Recognition and enforcement of the award may be refused, at the request of the party against whom it is invoked, only if that party furnishes to the state Arbitrazh court proof that:

(a) The parties to the agreement referred to in article II were, under the law applicable to them, under some incapacity, or the said agreement is not valid under the law to which the parties have subjected it or, failing any indication thereon, under the law of the country where the award was made; or
(b) The party against whom the award is invoked was not given proper notice of the appointment of the arbitrator or of the arbitration proceedings or was otherwise unable to present his case; or
(c) The award deals with a difference not contemplated by or not falling within the terms of the submission to arbitration, or it contains decisions on matters beyond the scope of the submission to arbitration, provided that, if the decisions on matters submitted to arbitration can be separated from those not so submitted, that part of the award which contains decisions on matters submitted to arbitration may be recognized and enforced; or
(d) The composition of the arbitral authority or the arbitral procedure was not in accordance with the agreement of the parties, or, failing such agreement, was not in accordance with the law of the country where the arbitration took place; or
(e) The award has not yet become binding on the parties, or has been set aside or suspended by a competent authority of the country in which, or under the law of which, that award was made.
In addition, recognition and enforcement of an arbitral award may also be refused if the state Arbitrazh court finds that:
(a) The subject matter of the difference is not capable of settlement by arbitration under the law of that country; or
(b) The recognition or enforcement of the award would be contrary to the public policy of that country.

STATISTICS
On average, there are 50 applications for the recognition and enforcement of the foreign arbitral awards filed every year.

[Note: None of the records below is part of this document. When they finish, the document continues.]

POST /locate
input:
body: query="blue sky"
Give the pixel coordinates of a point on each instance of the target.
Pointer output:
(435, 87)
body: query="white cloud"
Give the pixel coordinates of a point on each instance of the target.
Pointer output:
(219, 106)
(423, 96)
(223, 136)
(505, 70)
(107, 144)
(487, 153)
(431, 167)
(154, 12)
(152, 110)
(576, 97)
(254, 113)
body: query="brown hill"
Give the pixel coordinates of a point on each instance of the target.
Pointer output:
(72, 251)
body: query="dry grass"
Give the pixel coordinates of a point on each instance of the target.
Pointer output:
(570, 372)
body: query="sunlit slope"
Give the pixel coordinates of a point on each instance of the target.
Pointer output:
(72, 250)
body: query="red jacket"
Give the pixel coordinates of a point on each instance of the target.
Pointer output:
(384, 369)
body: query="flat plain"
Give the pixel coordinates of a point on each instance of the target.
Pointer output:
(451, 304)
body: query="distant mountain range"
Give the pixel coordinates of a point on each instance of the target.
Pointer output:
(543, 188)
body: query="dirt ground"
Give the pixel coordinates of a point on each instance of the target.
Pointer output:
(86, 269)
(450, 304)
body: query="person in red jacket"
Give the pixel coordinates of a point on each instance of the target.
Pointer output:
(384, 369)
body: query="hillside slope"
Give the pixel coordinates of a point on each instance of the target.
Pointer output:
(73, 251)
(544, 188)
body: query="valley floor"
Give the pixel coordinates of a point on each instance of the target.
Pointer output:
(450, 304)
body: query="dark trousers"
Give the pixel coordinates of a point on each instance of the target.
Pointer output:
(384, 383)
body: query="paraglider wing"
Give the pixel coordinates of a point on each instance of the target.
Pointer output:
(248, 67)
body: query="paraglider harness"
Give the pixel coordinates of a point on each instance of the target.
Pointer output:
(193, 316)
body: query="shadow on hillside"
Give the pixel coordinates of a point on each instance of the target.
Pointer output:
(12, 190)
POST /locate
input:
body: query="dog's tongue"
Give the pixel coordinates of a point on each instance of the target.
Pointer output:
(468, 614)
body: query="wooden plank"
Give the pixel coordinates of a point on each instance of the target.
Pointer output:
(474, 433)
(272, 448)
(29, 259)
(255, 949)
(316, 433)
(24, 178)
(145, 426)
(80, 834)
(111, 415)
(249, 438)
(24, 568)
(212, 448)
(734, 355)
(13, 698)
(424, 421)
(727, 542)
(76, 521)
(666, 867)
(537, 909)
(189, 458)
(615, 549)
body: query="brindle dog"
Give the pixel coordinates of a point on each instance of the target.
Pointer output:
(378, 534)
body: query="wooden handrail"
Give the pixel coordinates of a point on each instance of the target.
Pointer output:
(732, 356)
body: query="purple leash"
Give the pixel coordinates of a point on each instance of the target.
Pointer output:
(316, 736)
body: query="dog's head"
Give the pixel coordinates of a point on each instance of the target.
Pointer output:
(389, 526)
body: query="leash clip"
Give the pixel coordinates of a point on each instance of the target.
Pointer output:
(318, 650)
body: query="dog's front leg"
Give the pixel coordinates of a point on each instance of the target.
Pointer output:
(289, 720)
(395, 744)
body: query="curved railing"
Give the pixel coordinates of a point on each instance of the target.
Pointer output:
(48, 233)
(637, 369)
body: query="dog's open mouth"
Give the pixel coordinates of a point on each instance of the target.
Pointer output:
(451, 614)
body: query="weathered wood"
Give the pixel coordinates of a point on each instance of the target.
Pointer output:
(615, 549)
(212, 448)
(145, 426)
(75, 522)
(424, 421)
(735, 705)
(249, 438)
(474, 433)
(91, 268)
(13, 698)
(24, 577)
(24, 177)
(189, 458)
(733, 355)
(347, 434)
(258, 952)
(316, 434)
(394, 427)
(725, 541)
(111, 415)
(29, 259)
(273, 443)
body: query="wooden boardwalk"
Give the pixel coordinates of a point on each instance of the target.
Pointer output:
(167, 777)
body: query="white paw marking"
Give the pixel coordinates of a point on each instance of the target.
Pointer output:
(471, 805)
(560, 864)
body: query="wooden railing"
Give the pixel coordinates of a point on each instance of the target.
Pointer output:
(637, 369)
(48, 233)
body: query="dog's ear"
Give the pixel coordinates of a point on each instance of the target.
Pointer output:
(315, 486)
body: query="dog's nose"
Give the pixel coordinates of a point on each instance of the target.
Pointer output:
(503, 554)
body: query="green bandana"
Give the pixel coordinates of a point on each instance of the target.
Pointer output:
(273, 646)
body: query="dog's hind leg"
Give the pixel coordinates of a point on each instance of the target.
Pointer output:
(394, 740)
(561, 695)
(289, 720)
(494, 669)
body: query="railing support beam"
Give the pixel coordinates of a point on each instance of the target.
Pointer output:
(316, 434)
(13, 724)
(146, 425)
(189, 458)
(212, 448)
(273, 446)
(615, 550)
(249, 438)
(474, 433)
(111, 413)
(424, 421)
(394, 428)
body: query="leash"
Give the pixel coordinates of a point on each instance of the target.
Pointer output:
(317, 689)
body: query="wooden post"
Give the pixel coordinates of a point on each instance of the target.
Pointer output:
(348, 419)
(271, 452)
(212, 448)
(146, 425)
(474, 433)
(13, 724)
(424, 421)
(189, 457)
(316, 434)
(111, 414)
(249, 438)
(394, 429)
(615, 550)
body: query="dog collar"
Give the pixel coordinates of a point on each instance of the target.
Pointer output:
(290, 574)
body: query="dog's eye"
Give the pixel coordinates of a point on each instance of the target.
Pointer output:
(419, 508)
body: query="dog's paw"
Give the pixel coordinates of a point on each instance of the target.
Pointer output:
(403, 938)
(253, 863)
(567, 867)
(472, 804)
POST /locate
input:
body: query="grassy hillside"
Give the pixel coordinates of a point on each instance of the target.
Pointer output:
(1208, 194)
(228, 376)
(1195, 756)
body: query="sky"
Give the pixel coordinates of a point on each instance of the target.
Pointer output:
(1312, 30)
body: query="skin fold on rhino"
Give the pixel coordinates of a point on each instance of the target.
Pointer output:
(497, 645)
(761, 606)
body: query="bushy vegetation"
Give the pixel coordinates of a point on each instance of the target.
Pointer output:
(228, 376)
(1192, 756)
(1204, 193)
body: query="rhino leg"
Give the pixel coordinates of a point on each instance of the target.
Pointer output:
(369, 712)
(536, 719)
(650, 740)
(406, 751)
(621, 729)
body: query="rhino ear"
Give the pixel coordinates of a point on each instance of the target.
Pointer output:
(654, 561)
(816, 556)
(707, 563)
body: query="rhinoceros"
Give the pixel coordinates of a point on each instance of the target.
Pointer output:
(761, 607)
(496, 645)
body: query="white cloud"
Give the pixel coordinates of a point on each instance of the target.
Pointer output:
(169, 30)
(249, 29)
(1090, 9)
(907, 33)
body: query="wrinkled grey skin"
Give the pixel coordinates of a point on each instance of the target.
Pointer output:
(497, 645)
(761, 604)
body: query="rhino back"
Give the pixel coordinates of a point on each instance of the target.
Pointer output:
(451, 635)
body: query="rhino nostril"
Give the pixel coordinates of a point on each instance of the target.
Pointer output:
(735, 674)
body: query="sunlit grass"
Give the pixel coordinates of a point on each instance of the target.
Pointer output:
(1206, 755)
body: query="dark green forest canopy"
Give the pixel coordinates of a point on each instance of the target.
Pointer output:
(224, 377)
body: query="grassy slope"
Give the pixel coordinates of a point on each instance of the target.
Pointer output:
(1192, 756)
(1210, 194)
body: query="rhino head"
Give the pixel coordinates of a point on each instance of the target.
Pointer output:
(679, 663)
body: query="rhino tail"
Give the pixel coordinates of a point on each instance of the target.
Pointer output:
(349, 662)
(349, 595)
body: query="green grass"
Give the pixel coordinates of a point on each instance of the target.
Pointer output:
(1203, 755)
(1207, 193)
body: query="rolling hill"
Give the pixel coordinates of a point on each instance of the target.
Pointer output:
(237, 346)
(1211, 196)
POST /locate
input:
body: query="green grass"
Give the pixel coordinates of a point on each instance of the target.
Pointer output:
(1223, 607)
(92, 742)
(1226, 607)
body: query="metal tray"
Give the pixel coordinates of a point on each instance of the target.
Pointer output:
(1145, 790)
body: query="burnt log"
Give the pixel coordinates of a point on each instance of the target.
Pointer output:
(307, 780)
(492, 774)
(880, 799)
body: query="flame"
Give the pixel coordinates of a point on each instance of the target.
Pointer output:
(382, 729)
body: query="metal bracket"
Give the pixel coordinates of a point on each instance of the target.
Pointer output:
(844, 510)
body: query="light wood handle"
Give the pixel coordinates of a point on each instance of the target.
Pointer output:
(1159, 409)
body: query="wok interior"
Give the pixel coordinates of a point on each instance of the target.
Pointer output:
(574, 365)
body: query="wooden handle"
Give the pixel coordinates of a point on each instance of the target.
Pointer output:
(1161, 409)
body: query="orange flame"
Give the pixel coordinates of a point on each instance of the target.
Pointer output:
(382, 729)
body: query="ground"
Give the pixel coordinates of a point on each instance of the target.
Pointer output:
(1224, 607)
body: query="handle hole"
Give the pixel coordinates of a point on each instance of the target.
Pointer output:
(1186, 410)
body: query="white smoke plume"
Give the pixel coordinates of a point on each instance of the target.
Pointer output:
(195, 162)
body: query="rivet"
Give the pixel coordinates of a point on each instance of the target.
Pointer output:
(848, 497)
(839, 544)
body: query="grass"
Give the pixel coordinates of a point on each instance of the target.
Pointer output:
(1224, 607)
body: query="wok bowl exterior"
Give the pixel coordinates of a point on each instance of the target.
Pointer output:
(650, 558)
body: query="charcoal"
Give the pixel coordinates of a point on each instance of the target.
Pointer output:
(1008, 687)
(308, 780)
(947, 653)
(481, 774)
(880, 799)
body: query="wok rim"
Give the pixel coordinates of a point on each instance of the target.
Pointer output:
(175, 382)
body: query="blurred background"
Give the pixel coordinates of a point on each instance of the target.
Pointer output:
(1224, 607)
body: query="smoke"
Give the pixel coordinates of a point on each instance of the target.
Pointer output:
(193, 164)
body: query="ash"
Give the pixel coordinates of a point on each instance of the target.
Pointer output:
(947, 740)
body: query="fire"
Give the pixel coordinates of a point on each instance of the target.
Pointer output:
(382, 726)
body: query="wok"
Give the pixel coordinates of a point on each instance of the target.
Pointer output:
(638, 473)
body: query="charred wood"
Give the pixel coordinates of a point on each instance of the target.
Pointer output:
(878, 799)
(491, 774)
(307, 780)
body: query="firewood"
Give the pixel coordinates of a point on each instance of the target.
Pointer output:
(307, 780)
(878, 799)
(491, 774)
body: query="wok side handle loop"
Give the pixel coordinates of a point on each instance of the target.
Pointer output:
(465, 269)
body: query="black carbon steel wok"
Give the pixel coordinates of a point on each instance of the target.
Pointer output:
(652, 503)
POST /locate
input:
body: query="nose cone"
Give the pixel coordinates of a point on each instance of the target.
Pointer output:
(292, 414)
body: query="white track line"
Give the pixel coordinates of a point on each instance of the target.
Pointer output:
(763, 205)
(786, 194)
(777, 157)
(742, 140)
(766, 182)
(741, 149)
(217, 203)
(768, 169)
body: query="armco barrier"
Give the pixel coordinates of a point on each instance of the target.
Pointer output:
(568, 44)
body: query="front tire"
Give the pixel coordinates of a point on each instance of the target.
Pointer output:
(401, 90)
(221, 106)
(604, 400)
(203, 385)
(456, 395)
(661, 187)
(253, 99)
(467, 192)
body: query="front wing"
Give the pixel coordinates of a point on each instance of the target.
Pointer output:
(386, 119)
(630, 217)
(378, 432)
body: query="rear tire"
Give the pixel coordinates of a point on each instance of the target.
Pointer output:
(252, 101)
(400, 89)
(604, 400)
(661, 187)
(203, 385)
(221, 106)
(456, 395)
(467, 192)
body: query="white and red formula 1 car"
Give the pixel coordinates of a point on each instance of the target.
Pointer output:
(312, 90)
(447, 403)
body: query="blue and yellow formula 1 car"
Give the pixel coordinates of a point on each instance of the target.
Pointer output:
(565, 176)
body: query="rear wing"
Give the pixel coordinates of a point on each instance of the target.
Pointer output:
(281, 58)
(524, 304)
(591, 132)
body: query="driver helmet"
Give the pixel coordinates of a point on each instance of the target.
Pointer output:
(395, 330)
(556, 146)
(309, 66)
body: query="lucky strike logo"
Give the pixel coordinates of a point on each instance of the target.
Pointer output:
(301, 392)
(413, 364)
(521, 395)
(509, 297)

Even though some several years ago only a small portion of foreign awards were recognized in Russia, the latest statistics show that Russian courts have improved substantially. In 2013, only 24 out of 43 foreign arbitral awards were recognized and enforced by Russian state commercial courts. Whereas, already in 2014, 43 out of 55 foreign arbitral awards were recognized and enforced. Similarly, in 2015, 42 out of 54 foreign arbitral awards were recognized and enforced by Russian state commercial courts, which brings the ratio of successful applications up to 78%.

The average case duration from the moment a party files its application to the date when the final ruling is issued by Russian courts comprises less than 5 months. In 2013 the average duration of proceedings was 4,6 months, in 2014 – 3 months, and in 2015 – 4,5 months.

As it was explained above, Russian courts have limited grounds for refusing the applications for the recognition and enforcement. Statistics show that the lack of notification of a party of the arbitral proceedings is the most commonly used ground leading to the refusal (Article V (1) (b) of the New York Convention). During 2013-2015 the courts issued 13 rulings denying the recognition and enforcement invoking this ground. Among other grounds invoked by debtors during the reviewed period were Article V (1) (a) – invalidity of arbitration agreement; Article V (1) (c) – excess of mandate by arbitrators; Article V (1) (e) – the award has not become binding; and Article V (2) (b) – the public policy defense.